The framework handles the rest. Event persistence, command routing, event distribution, snapshot storage, idempotency, and saga state management run within Angzarr's Rust core. Your business logic receives commands with full event history and emits events. Side effects stay on one side of the gRPC boundary.
The Book Metaphor
Angzarr models event-sourced aggregates as books. An EventBook contains the complete history of an aggregate root: its identity (the Cover), an optional Snapshot for efficient replay, and ordered EventPages representing individual domain events.
This metaphor provides intuitive semantics: you read a book to understand its history, append pages as events occur, and bookmark your place with snapshots.

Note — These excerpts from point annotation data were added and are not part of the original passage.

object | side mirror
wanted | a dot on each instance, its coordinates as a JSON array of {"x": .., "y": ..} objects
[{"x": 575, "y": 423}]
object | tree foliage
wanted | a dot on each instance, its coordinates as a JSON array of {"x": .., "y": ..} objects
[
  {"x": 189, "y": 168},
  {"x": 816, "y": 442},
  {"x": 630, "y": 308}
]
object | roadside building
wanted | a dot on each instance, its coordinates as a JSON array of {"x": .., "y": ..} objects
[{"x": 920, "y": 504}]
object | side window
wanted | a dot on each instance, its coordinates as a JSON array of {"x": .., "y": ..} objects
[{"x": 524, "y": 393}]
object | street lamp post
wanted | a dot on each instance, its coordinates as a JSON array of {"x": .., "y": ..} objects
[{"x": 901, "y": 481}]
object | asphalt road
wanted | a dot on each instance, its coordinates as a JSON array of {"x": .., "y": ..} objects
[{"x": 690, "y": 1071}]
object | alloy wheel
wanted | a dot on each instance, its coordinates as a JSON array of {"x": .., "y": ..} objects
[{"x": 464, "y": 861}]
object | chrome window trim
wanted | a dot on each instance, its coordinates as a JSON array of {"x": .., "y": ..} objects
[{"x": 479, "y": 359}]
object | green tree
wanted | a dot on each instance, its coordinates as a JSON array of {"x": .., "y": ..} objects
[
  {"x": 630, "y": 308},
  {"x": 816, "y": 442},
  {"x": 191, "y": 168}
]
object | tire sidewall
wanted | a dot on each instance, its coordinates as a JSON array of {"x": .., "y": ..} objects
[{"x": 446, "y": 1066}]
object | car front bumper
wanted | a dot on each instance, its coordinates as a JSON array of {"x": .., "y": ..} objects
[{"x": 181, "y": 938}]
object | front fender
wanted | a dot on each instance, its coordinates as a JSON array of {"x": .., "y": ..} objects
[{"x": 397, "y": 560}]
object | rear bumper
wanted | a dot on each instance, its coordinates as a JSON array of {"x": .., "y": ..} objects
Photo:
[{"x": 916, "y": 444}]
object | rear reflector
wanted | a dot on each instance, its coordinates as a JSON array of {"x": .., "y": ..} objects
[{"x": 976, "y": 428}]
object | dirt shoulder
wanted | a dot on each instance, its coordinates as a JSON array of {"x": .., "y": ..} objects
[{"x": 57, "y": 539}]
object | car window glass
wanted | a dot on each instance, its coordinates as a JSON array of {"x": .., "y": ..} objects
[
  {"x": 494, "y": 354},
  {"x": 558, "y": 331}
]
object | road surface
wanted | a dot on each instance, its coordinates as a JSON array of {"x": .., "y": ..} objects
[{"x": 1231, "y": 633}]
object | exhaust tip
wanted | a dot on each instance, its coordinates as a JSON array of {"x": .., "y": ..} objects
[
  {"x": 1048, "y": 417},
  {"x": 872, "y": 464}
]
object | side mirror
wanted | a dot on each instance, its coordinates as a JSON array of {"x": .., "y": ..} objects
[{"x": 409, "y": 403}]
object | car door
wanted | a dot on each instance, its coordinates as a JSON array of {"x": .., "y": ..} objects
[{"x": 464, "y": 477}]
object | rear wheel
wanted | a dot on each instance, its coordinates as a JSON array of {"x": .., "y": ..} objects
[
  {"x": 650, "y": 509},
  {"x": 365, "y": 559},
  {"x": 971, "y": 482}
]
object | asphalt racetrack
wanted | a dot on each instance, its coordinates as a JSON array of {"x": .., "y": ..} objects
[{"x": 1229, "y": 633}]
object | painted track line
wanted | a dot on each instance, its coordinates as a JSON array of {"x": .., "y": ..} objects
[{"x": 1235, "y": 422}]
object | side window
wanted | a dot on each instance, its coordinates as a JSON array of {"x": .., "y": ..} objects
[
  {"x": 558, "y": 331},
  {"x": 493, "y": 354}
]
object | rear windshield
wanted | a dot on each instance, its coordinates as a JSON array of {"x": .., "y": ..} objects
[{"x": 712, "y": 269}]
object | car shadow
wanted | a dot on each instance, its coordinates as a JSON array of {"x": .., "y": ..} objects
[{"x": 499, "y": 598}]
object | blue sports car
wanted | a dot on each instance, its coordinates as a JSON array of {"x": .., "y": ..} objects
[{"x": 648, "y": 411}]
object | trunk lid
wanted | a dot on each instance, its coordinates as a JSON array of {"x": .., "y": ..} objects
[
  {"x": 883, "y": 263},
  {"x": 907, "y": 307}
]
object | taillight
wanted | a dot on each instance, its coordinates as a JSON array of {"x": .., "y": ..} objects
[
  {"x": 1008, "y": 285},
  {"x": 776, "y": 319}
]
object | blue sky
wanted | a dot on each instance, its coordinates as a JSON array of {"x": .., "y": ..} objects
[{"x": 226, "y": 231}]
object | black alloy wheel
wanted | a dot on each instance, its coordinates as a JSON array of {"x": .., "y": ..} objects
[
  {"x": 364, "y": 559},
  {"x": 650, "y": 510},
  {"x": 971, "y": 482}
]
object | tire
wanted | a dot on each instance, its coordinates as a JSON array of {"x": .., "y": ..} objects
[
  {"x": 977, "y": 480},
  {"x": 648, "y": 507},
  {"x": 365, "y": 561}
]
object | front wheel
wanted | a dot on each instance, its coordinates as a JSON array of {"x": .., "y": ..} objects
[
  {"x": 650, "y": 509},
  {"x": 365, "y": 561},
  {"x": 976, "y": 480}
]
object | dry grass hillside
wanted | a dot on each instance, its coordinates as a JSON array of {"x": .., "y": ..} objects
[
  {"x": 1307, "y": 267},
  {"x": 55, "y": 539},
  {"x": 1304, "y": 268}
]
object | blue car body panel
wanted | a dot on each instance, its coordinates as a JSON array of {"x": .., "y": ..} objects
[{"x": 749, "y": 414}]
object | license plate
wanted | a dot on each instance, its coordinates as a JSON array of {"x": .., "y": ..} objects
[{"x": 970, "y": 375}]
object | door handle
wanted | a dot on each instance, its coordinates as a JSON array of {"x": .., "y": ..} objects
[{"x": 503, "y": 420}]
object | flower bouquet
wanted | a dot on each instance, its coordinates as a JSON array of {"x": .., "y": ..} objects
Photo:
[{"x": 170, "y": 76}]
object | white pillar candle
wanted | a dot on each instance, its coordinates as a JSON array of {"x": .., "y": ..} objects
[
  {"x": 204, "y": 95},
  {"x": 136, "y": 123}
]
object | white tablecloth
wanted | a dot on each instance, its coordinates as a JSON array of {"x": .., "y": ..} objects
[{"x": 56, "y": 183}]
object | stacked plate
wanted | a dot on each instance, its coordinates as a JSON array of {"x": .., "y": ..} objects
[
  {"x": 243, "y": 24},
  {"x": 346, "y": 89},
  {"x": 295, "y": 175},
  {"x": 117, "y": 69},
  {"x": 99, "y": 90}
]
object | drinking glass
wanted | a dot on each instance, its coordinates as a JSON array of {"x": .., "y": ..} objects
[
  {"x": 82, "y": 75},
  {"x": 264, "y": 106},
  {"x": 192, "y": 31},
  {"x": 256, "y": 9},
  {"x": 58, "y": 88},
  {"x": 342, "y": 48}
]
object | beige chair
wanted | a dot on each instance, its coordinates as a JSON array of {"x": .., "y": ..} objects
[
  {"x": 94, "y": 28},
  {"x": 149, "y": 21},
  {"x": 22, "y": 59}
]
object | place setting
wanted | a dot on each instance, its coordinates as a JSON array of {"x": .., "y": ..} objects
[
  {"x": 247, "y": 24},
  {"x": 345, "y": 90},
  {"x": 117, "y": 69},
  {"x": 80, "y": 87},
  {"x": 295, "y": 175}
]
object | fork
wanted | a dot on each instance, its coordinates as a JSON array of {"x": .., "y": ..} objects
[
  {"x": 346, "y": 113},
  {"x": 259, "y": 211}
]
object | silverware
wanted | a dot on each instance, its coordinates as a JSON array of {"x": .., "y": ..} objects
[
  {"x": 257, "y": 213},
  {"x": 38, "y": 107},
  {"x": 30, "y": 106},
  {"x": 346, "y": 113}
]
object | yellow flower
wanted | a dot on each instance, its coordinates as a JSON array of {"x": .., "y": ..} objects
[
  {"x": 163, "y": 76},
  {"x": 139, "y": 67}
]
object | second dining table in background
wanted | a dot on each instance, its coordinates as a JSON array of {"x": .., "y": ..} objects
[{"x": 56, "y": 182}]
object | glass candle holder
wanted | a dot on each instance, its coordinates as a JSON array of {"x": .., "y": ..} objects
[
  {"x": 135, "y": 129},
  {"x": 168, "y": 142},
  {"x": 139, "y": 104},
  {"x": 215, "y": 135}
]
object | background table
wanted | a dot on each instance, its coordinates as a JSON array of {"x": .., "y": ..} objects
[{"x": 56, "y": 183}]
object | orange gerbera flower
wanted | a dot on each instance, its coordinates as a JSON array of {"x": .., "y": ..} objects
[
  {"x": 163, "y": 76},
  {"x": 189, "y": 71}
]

// Core identity: domain + aggregate root + workflow correlation
message Cover {
string domain = 2;
UUID root = 1;
string correlation_id = 3; // Workflow correlation - flows through all commands/events
}
// Individual event with sequence number and timestamp
message EventPage {
oneof sequence {
uint32 num = 1; // Normal sequenced event
bool force = 2; // Force-write (conflict resolution)
}
google.protobuf.Timestamp created_at = 3;
google.protobuf.Any event = 4;
}
// Point-in-time aggregate state for replay optimization
message Snapshot {
uint32 sequence = 2;
google.protobuf.Any state = 3;
}
// Complete aggregate history
message EventBook {
Cover cover = 1;
Snapshot snapshot = 2;
repeated EventPage pages = 3;
google.protobuf.Any snapshot_state = 5; // business logic sets this
}
Commands follow the same pattern—a CommandBook contains one or more CommandPages targeting a single aggregate:
message CommandPage {
uint32 sequence = 1;
google.protobuf.Any command = 3;
}
message CommandBook {
Cover cover = 1;
repeated CommandPage pages = 2;
SagaCommandOrigin saga_origin = 4; // Tracks origin for compensation flow
}
Schema-First Development
Domain events and commands are defined in your own .proto files. Angzarr's protocol uses google.protobuf.Any to wrap these domain-specific messages, maintaining type information while keeping the framework protocol stable.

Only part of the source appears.